Why does a traffic imbalance invalidate the results? The entire logic of a randomized experiment depends on the groups being statistically equivalent before the treatment variant is applied. If the exposure logic has a bug or was implemented incorrectly (for example, if code sitting between the experiment and the SDK affects users in one group more than another), the groups may differ systematically in ways unrelated to the treatment variant. Any observed difference in metrics could then be due to that pre-existing difference, not the treatment variant.

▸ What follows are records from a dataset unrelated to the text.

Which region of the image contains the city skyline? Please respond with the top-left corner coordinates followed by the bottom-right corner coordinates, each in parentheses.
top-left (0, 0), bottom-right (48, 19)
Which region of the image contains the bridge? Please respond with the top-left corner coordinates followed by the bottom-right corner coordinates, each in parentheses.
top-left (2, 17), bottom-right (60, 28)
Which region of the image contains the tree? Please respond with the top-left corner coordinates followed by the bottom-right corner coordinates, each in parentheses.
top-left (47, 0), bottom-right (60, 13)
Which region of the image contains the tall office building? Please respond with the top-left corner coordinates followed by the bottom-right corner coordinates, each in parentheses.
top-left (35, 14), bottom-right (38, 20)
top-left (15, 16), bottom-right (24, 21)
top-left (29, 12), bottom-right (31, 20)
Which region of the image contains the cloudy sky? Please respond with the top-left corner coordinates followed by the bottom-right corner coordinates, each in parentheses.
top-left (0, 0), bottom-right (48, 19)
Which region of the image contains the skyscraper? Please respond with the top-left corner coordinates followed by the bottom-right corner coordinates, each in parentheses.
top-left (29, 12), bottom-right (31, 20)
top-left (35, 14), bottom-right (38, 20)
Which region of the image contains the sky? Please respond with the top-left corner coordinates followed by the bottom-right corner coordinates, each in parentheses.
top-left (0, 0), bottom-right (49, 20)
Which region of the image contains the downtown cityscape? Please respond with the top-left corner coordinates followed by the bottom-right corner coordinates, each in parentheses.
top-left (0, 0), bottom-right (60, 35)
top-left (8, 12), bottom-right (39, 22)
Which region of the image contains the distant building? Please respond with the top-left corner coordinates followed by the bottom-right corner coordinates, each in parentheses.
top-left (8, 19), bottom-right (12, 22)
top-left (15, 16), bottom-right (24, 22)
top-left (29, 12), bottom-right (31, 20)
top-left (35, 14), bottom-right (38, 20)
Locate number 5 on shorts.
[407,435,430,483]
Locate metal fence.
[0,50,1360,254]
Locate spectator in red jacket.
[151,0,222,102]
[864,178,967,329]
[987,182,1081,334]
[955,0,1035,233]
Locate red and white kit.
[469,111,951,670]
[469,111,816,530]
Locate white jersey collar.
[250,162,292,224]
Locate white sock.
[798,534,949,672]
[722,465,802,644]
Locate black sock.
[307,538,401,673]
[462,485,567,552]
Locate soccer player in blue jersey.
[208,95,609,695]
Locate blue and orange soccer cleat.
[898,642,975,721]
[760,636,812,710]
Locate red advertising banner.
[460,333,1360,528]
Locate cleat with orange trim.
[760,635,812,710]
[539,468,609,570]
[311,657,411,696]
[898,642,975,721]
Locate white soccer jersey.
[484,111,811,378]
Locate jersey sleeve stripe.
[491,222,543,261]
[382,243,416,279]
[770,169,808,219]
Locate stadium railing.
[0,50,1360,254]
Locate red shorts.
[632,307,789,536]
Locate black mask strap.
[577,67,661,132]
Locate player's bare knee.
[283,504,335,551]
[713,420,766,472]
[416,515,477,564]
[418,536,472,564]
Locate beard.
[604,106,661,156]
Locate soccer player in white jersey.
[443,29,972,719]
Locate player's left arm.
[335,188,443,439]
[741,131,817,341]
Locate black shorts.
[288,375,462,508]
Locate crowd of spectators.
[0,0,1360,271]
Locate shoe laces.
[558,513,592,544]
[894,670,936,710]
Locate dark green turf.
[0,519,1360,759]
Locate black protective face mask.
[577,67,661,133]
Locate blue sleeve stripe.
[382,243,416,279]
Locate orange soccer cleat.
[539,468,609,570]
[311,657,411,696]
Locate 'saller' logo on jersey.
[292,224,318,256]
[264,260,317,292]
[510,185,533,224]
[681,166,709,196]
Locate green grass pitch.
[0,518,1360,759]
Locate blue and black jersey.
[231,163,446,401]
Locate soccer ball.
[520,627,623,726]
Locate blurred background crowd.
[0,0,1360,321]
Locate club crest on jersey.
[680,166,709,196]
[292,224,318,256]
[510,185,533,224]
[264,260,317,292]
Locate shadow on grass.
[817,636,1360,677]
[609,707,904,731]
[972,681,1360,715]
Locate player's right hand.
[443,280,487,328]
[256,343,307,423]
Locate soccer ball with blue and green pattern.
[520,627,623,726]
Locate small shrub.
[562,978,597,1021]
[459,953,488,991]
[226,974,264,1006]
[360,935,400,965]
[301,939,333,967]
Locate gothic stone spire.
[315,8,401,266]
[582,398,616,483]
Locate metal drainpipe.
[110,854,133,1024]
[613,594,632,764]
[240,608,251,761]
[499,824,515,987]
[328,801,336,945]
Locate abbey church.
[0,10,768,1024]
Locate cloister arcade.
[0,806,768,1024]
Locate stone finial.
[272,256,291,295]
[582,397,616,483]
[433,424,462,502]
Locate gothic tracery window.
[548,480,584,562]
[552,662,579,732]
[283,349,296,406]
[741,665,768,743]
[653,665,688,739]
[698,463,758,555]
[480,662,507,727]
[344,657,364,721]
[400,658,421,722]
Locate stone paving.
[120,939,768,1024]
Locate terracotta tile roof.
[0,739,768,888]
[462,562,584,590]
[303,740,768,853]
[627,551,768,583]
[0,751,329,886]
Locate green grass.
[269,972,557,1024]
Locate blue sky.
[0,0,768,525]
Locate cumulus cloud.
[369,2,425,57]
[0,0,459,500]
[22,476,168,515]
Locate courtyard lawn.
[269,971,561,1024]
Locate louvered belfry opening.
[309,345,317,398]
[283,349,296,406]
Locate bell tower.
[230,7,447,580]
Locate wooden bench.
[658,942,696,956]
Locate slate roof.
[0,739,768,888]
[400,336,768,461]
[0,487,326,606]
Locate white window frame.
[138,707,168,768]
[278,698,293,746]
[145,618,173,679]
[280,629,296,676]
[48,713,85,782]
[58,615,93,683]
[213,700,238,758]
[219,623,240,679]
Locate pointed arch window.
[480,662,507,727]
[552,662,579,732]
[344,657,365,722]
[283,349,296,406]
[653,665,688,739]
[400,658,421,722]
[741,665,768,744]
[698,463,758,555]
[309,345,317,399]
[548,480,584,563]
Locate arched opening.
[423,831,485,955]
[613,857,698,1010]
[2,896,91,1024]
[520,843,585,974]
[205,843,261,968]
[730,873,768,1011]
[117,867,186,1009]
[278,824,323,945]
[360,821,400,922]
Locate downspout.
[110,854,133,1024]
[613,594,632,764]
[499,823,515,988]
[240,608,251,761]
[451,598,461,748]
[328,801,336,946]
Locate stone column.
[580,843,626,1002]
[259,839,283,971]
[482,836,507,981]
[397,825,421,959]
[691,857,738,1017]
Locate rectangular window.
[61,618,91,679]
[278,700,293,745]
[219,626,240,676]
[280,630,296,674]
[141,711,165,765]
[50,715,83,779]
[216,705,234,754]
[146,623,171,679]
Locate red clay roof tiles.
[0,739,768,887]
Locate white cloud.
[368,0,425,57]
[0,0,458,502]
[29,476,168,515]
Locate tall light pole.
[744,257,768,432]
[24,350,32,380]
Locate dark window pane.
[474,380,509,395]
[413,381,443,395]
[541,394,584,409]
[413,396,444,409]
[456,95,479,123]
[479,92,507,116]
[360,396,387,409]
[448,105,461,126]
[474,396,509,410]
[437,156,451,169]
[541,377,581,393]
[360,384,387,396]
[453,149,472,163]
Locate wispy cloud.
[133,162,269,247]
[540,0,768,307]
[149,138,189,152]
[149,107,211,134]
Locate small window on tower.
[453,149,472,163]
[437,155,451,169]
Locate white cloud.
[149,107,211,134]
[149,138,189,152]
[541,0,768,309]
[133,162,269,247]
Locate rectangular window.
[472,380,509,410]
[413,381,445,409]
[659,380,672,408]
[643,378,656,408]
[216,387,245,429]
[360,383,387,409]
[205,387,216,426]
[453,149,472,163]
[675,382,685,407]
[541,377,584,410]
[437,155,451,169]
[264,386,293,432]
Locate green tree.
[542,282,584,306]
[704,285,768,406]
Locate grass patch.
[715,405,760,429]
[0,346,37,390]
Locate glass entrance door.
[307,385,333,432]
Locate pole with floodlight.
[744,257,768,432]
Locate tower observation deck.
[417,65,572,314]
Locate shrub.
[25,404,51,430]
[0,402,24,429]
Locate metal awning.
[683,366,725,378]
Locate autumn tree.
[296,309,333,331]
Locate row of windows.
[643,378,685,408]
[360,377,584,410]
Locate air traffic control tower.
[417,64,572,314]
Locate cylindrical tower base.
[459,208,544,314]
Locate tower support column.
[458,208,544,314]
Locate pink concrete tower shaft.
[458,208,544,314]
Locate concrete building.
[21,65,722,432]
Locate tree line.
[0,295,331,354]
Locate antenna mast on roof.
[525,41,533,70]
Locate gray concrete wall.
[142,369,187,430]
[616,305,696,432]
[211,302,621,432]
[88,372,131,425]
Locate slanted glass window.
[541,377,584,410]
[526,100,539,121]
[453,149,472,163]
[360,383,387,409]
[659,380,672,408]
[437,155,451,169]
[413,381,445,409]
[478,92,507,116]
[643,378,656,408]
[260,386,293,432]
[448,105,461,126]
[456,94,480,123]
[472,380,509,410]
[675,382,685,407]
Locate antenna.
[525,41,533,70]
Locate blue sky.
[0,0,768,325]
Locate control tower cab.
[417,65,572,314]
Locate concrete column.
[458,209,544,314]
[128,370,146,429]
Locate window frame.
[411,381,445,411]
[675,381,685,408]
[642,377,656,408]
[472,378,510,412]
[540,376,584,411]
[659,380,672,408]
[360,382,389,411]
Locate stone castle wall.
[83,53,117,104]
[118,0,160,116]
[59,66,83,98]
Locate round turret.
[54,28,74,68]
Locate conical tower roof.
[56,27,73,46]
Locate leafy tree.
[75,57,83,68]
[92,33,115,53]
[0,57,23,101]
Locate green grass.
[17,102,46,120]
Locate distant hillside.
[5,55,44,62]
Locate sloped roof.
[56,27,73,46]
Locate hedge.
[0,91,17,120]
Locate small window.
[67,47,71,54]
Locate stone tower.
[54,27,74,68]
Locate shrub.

Common causes of SRM include bugs in the assignment logic, caching issues that cause some users to miss the exposure event, and SDK integration issues where custom code between the experiment and the SDK causes uneven exposure. The SRM check will not tell you which of these is the cause: it will only tell you that something is wrong. Investigating requires looking at the exposure data and the experiment setup in detail.
No metric deterioration
This check verifies that none of the metrics you are tracking have moved significantly in the wrong direction. This is a continuous check: it runs throughout the experiment using sequential tests regardless of which evaluation strategy you have chosen (more on that in Lesson 9).
If this check fails, at least one metric has deteriorated. The specific metric showing deterioration is listed in the health check section. This triggers an Abort recommendation in the Spotlight.
The metric deterioration health check and the deterioration status labels on individual guardrail metrics are related but not identical. The health check is a broad, always-on, early-warning scan that applies to all tracked metrics. The guardrail metric status label is the formal statistical result for that metric based on the test configuration you set up. If either signals deterioration, pay attention.
What the Abort recommendation means
When you see Abort in the Spotlight, Confidence is telling you that something has gone wrong that makes continuing the experiment harmful or pointless. This is either because a health check failed (typically SRM) or because one or more metrics have deteriorated significantly.
Aborting an experiment is not a failure. It is the system working as intended. Catching a problem early, before a damaging feature reaches all users, is one of the core reasons to run experiments in the first place. At Spotify, 42% of experiments are aborted because harm was detected, not because the experiment was poorly designed, but because the experimentation system did exactly what it should. That is an enormous amount of value protected. The Spotify experiments with learning framework post has more on how Spotify thinks about this.